At [3], we're still learning and the code is in constant churn. Issues come up and we attempt to fix the root cause on most of the issues. Our logging has gradually improved and our monitoring has been improving and they're tweaked to find real issues.

--

My thoughts:

I think on-call is an important experience for developers. Developers should be first responders for their code when it hits production for the first day or two to catch any possible issue.

Developers should know the pain of deploying their change at noon or on a Friday at 5pm, or at 11pm on a Wednesday, so that they accept responsibility and importance if it breaks at those times, and those actions should be above and beyond their on-call rotation.

If the work of the on-call is especially intense, it should be a separate role that the developers take, with a rotation so that that's all that specific developer is working on.

Developers should write code and review code with debugging and tracing and monitoring and self-correction in mind, to reduce on-call pain - and one of the best ways to do that is to make them feel it, themselves.

If your code-base is having as many issues as you suggest, there are probably some common areas and pitfalls that the code has, and maybe they'll be patterns the team can implement each time those same issues come up. As a result, those errors won't come up as frequently.
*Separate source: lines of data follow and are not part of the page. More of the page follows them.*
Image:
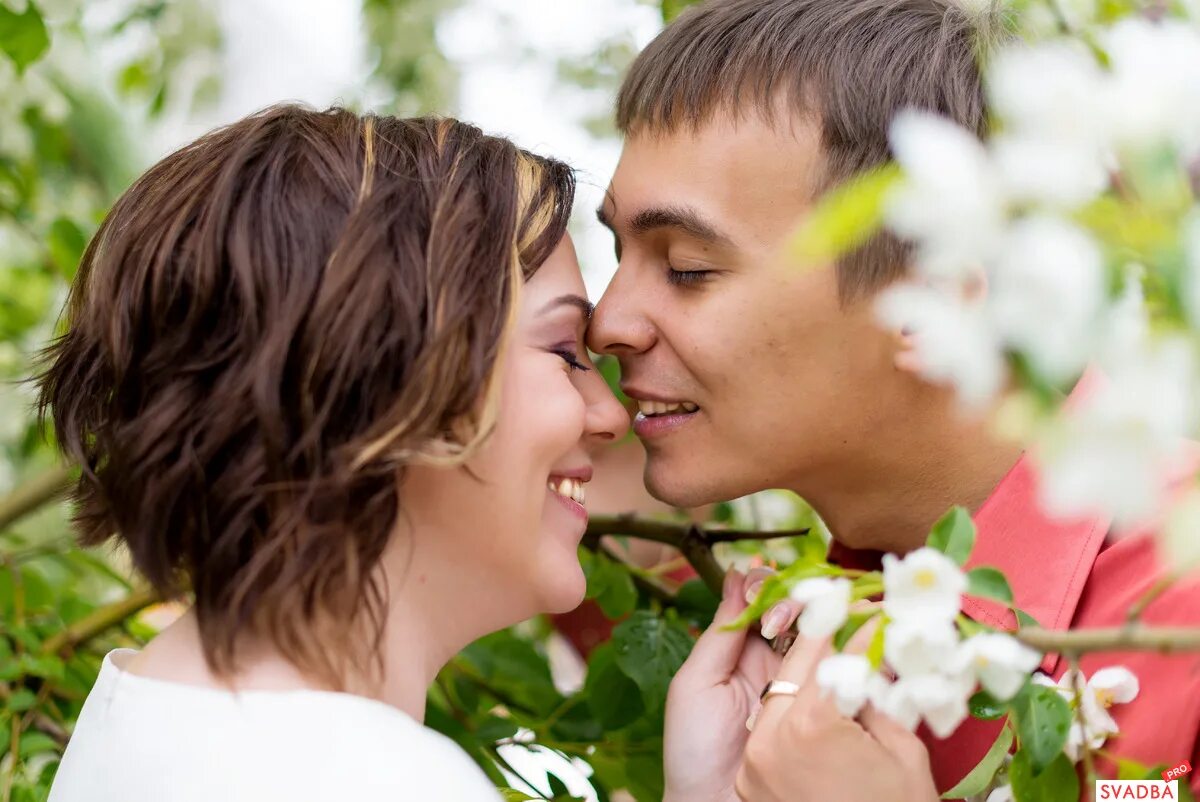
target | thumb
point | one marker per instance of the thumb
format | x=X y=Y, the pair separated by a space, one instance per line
x=715 y=654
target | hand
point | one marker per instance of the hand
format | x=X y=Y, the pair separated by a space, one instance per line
x=802 y=749
x=714 y=693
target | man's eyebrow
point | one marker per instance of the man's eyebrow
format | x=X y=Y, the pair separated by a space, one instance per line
x=603 y=216
x=683 y=219
x=582 y=304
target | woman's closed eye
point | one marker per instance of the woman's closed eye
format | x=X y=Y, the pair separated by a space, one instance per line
x=687 y=277
x=571 y=358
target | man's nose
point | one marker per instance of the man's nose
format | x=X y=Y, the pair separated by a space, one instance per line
x=619 y=324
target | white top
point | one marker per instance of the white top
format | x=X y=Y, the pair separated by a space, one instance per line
x=143 y=740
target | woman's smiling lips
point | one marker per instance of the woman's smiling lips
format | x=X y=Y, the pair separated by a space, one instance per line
x=567 y=486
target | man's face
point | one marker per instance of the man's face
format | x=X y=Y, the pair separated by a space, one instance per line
x=749 y=371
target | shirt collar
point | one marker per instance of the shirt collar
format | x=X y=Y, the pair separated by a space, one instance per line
x=1047 y=560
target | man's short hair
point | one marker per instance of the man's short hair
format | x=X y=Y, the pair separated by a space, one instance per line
x=850 y=65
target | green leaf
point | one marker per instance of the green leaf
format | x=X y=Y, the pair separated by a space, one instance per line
x=981 y=777
x=697 y=603
x=66 y=243
x=1057 y=782
x=47 y=666
x=33 y=743
x=649 y=651
x=989 y=584
x=875 y=648
x=23 y=37
x=845 y=217
x=1043 y=718
x=611 y=586
x=953 y=536
x=612 y=696
x=496 y=729
x=987 y=707
x=1025 y=620
x=22 y=700
x=511 y=665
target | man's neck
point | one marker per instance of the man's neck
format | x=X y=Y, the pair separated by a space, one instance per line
x=888 y=495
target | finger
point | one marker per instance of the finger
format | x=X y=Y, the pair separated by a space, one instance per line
x=798 y=668
x=898 y=740
x=718 y=651
x=780 y=617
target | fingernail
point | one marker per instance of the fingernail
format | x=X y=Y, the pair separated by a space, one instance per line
x=773 y=622
x=731 y=581
x=753 y=592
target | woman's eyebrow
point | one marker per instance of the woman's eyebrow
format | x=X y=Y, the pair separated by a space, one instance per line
x=582 y=304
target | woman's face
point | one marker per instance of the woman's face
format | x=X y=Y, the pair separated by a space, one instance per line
x=514 y=533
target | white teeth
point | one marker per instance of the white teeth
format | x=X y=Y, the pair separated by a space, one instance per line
x=571 y=489
x=663 y=407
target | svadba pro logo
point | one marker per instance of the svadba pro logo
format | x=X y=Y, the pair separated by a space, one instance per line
x=1137 y=789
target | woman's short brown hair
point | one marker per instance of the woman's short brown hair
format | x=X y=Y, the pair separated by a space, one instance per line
x=268 y=327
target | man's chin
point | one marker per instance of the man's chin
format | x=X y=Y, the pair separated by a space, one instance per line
x=678 y=489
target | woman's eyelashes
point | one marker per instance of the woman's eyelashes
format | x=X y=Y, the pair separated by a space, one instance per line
x=571 y=359
x=685 y=277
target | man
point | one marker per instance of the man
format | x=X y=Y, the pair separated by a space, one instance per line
x=751 y=372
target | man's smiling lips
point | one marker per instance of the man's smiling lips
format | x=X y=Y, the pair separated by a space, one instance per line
x=658 y=414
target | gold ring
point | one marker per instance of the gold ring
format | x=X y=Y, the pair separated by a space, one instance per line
x=779 y=688
x=773 y=688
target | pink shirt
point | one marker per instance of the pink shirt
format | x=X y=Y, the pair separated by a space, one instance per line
x=1074 y=575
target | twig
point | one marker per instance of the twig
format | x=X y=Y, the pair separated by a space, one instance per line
x=694 y=542
x=651 y=586
x=1146 y=598
x=33 y=495
x=675 y=533
x=699 y=552
x=1132 y=638
x=101 y=620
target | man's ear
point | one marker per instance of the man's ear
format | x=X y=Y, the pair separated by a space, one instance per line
x=973 y=288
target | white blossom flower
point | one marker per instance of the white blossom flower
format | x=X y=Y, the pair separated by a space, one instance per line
x=953 y=340
x=939 y=699
x=1045 y=293
x=1048 y=172
x=1000 y=662
x=1091 y=701
x=1002 y=794
x=913 y=646
x=925 y=586
x=849 y=680
x=1051 y=99
x=826 y=602
x=1110 y=454
x=951 y=201
x=1155 y=96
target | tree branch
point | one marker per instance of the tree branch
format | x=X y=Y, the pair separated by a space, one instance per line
x=101 y=620
x=1134 y=638
x=649 y=585
x=34 y=494
x=694 y=542
x=673 y=533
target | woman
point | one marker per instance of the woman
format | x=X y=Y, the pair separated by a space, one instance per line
x=327 y=372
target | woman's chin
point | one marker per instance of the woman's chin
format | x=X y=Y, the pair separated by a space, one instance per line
x=564 y=590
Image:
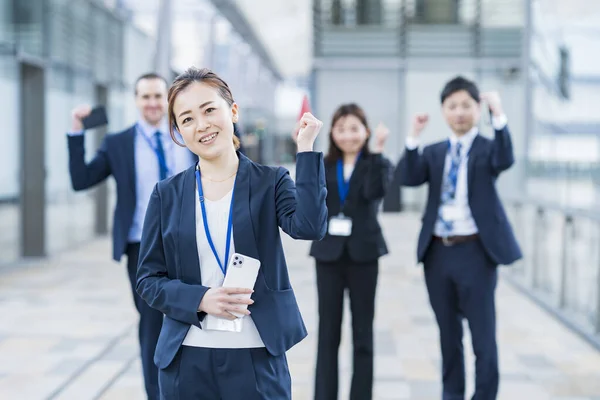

If the monitors are too noisy with non-errors, then a couple things could be going on. Let's say that the code 500s when someone passes an invalid argument, or a record isn't found. Those probably shouldn't be 500s, so the code needs to be updated for them to not be. On the other hand, if there's a monitor checking for more than 5 401's in a minute, maybe that's a bit strict and should be changed to "more than 10 401s a minute, every minute for 10 minutes; OR more than 200 401s a minute" - that way you catch the big ugly case of "our auth service is down" and aren't caught by people failing to enter their password a bunch (but giving up).

If the code is an absolute and unfixable mess and you don't want to help fix it, if management is not interested in improving common pitfalls, then maybe it's time for you to look for another job.